= Yer Tanrı =

Turkic goddess

Yer Tanrı is an Earth deity in Turkish and Altaic folk belief and mythology, also called Yertengri or Certenger. Sometimes it represents evil and human and sensual formations. It remains in the background next to the Gök Tengri. It is not very much depicted in human form. However, it is often perceived as a feminine being. The Earth or World is expressed as “Yertinç / Yerdinç”.

A white chicken is sacrificed to Tengri. Sometimes fish, sheep or oxen are sacrificed. Especially his head is buried in the ground. In some tales, weak and frail children are buried by their parents, these children grow stronger there and emerge as valiant three days later.

Infertile women pray to Mother Earth under a blessed tree. In the fairy tales, Mother Earth breastfeeds the heroes from her right breast and two from her left breast once, and the valiant gains incredible strength.

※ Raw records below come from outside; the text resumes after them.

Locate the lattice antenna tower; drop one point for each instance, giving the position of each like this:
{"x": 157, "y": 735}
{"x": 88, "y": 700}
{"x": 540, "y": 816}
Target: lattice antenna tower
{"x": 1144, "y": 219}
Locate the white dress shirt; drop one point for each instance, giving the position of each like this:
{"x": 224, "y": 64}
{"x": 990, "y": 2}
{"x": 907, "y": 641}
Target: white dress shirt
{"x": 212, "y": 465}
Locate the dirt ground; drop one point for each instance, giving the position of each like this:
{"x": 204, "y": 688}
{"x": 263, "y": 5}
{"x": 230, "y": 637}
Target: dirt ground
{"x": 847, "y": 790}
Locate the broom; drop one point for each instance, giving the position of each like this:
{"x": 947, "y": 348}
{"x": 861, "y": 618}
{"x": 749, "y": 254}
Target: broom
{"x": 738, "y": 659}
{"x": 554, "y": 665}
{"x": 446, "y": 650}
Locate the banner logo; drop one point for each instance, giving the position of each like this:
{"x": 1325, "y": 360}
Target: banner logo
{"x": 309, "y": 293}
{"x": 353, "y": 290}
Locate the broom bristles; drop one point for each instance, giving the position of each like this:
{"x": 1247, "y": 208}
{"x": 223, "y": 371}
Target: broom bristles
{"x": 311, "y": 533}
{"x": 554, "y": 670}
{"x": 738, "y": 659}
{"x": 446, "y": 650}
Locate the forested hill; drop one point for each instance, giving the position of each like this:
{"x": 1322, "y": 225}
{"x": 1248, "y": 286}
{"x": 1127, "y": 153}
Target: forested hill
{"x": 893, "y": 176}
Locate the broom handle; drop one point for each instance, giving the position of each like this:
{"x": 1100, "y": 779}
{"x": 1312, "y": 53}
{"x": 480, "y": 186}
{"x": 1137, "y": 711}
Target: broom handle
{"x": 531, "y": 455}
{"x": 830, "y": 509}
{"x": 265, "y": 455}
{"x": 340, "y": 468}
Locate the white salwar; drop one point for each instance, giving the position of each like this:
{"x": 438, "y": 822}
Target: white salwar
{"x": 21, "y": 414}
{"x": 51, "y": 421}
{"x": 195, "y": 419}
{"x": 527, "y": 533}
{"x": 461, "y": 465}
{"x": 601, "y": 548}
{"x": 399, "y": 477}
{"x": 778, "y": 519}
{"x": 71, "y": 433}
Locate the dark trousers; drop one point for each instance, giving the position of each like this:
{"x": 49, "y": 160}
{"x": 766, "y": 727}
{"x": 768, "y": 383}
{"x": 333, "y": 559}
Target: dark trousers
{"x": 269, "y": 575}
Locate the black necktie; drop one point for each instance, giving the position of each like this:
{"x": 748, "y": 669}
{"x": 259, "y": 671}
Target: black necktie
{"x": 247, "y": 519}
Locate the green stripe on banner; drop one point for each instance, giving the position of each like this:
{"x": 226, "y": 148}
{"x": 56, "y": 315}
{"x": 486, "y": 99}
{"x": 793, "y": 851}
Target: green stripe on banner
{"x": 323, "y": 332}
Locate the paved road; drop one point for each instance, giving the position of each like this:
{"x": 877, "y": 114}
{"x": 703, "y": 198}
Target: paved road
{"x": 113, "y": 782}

In the Yakut heroic epics, the valiant people who will be invincible in the future are frail and weak in childhood. Even their parents do not want to accept them. However, after digging and burying these children in the ground, these children, who are strengthened by being fed by the Earth God (Yer Tanrı), turn into incredibly strong and handsome legendary heroes. This is the meaning of shaking crazy people into wells even today in some regions of Anatolia.

It is said that there are no pictures showing the earth deity. However, sometimes they describe her as a white-haired woman living in the trunk of a large beech tree. The branches of this tree reach up to the sky, which is owned by the spirit that sends people the most beautiful horses as gifts.

==Yereh Khan==
Yereh Khan - is the family god in Turkish and Altaic mythology. The earth is an entity connected with the concept of God. Protects family and home. The word has the same root as the verb to settle. Yeröh means wish in Mongolian. It lives in baskets made of tree bark at home and placed behind doors. These baskets made for him are also called Yereh. These baskets, which have been preserved for seven generations, are called Yereh Türkelli. When young girls become brides, they take their baskets (that is, their guardian spirits) with them, and the origin of the concept of dowry is probably based on this practice. He is prayed for the healing of skin diseases. The word has the same root as the verb to settle. Yeröh means wish in Mongolian.